Chemical compatibility. Buffer filters must have broad chemical compatibility, because buffers used in biopharmaceuti-cal production span a wide range of pH levels (1-14), and must withstand exposure to alcohols and (occasionally) other organic chemicals.

Physical robustness. Filters used in buffer preparation must withstand the rigors of steam-in-place and/or autoclaving. They must also be validated for multiple sterilization cycles since buffer preparation areas may be designed to re-use filters. Buffer filters should remain integral within a wide range of operating conditions in order to avoid filter failures which can lead to batch reprocessing, lost product and/or costly regulatory investigations.

High permeability. Buffer filtration is a high-volume, short-time operation. Because buffers are generally fluids with low particle loading, they do not tend to plug membrane filters. Therefore, permeability (rather than capacity) becomes the key determining characteristic in the size of the filtration system.

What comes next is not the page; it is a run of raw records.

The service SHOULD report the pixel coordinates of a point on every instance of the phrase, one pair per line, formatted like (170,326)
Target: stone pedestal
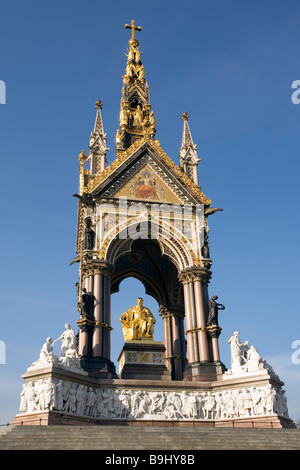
(143,360)
(54,394)
(203,371)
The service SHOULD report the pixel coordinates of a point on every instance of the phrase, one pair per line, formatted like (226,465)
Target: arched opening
(146,272)
(129,290)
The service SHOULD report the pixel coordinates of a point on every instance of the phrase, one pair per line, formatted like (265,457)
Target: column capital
(171,311)
(91,267)
(214,331)
(194,273)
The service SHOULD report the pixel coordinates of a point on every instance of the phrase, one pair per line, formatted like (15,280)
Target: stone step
(146,438)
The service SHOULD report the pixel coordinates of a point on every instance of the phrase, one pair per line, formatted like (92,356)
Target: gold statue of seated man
(138,322)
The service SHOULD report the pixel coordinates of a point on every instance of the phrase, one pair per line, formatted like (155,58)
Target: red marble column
(201,322)
(189,323)
(83,347)
(98,316)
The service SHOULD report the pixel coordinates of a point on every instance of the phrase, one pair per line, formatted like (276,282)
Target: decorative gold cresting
(133,28)
(136,118)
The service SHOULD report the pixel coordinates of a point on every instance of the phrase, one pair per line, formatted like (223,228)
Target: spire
(188,157)
(136,118)
(97,145)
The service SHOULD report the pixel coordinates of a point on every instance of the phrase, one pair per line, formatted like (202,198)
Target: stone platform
(57,395)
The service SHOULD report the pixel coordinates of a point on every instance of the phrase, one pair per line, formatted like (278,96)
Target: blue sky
(230,65)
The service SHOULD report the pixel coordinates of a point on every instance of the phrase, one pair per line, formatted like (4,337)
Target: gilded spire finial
(185,116)
(133,28)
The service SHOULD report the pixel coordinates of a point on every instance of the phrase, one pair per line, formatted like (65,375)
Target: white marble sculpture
(68,351)
(245,359)
(105,403)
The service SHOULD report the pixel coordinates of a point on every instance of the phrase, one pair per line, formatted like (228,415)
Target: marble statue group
(68,351)
(105,403)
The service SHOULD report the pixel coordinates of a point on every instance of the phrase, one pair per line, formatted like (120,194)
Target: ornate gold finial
(82,157)
(133,28)
(185,116)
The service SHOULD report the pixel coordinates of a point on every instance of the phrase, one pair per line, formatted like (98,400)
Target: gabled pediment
(145,172)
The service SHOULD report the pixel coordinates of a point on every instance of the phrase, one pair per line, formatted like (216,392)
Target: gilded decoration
(138,323)
(121,157)
(146,185)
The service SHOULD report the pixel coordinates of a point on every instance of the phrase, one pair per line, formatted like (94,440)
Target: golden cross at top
(133,28)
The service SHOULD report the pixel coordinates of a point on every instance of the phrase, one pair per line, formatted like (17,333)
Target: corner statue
(138,322)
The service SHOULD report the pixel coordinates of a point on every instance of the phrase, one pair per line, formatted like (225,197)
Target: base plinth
(143,360)
(203,371)
(57,395)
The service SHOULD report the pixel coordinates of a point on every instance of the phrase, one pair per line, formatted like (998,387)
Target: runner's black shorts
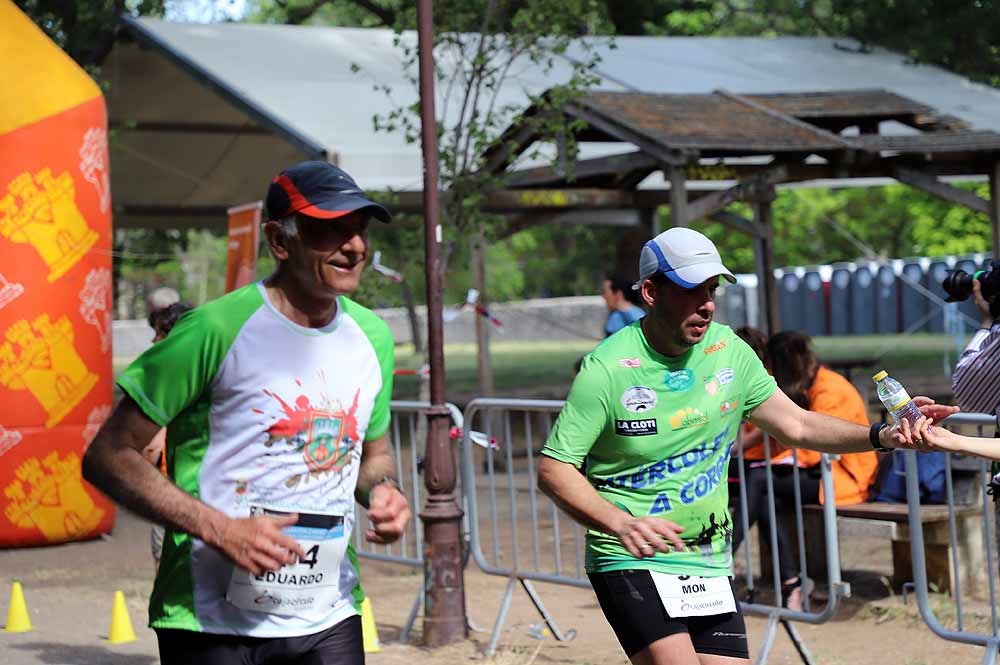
(633,608)
(341,644)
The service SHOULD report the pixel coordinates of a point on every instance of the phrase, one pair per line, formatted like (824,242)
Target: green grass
(545,369)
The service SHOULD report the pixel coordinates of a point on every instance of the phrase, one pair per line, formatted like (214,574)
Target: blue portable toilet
(791,292)
(840,299)
(887,300)
(968,307)
(863,292)
(913,301)
(814,302)
(936,272)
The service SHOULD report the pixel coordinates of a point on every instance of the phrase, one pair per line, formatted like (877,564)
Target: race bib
(311,583)
(694,596)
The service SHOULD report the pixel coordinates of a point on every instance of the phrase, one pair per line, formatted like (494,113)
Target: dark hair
(794,364)
(756,340)
(623,285)
(162,320)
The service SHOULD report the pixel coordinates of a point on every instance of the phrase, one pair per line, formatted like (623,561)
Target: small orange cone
(18,620)
(369,631)
(121,626)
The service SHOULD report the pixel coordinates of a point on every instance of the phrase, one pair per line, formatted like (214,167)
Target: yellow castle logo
(41,210)
(49,495)
(40,357)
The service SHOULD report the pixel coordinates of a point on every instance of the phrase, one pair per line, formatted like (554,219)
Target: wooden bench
(892,519)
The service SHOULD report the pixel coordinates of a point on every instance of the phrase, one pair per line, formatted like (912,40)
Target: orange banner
(244,236)
(55,290)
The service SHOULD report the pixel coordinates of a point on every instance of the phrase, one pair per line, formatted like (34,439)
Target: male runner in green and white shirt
(277,400)
(651,418)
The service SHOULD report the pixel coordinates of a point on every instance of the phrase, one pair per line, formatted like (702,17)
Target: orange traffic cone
(18,620)
(121,626)
(369,631)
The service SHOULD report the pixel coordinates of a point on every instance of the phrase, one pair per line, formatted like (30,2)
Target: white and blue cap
(684,256)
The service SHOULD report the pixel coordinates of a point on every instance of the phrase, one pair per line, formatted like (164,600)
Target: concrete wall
(547,319)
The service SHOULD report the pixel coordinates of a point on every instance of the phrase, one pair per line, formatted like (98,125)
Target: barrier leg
(491,648)
(768,641)
(549,621)
(793,635)
(404,635)
(990,657)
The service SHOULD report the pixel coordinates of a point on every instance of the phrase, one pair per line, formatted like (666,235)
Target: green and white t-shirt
(653,435)
(264,415)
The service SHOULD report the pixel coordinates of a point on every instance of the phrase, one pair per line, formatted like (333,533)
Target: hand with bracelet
(388,511)
(884,437)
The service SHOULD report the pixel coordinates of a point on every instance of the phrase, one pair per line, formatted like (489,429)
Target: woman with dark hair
(623,304)
(817,388)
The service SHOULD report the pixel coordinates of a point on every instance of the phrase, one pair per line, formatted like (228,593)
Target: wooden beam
(738,223)
(584,168)
(942,190)
(791,120)
(663,153)
(995,208)
(742,191)
(678,196)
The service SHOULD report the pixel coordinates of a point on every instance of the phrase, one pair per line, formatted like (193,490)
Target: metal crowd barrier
(407,447)
(977,425)
(553,549)
(776,614)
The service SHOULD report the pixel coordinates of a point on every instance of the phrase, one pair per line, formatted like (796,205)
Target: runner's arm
(114,464)
(387,506)
(798,428)
(572,492)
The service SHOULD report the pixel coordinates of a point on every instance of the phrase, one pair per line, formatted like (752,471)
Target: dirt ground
(69,591)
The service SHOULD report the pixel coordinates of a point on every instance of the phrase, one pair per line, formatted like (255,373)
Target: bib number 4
(309,584)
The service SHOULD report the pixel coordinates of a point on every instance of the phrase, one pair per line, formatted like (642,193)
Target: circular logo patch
(638,399)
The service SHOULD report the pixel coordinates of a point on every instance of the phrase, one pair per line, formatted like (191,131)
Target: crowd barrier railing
(775,612)
(505,496)
(959,628)
(406,435)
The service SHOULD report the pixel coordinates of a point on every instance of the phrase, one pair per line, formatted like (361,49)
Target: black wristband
(873,433)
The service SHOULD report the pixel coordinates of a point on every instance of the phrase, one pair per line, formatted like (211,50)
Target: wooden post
(483,363)
(678,195)
(767,292)
(995,208)
(650,220)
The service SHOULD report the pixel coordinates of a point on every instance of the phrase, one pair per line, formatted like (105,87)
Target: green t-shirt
(653,435)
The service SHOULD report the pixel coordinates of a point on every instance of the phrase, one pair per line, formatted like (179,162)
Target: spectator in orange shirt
(817,388)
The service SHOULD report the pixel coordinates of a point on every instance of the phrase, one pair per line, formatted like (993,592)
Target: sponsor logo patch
(718,346)
(728,407)
(638,399)
(679,380)
(689,417)
(635,427)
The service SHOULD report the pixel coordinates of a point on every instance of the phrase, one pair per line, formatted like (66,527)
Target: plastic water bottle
(895,399)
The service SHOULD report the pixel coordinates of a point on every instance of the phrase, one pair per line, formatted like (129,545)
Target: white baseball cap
(683,255)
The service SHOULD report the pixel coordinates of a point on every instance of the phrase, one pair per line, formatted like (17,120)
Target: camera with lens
(958,284)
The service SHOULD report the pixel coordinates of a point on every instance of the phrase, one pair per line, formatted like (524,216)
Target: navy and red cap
(318,189)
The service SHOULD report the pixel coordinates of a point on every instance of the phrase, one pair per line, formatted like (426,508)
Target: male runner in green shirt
(651,418)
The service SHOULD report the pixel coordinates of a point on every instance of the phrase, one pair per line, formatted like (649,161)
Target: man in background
(623,304)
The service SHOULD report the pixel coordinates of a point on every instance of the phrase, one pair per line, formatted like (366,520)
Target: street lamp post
(444,589)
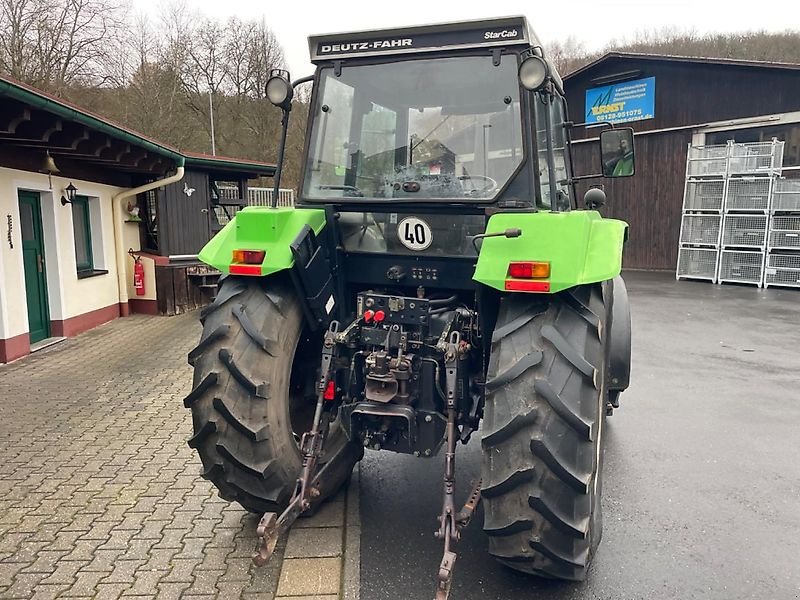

Using high permeability membranes can significantly reduce the amount of filter area needed for buffer preparation. Small filtration footprints are desirable because they are not only cheaper in terms of consumables, but they also require smaller capital investments and reduce the risk of filter integrity failures.

Survey of filters for buffer filtration. GE Healthcare performed a study to evaluate the most common filters that are used for buffer filtration. In this study, eight common buffers spanning a range of concentration, pH, and organic content were prepared and tested on a panel of buffer filtration membranes from Pall, Millipore, Sartorius, and GE Healthcare. The tested buffers are shown below:

  • 1 M hydrochloric acid (pH = 1)
  • 1 M sodium hydroxide (ph = 13)
  • 50 mM Tris-buffered saline (pH = 8)
  • 10 mM phosphate-buffered saline (pH = 7)
  • 50 mM phosphate-citrate buffer (pH = 5)
  • 0.1 M acetic acid
  • 10% ethanol
  • 6M urea.


Figure 4: Comparative performance of sterilizing-grade and bioburden reduction filters for buffer filtration (shorter bars represent better performance).
Solutions were filtered at a constant pressure of 10 psid, and the volume filtered as a function of time was recorded until the solution was exhausted. Based on the test results, membrane permeability for each filter tested was calculated and estimations of the required number of equivalent 10-in, filter cartridges were made for a 12,000-L batch of buffer filtered in 1 h. Results are presented in Figure 4.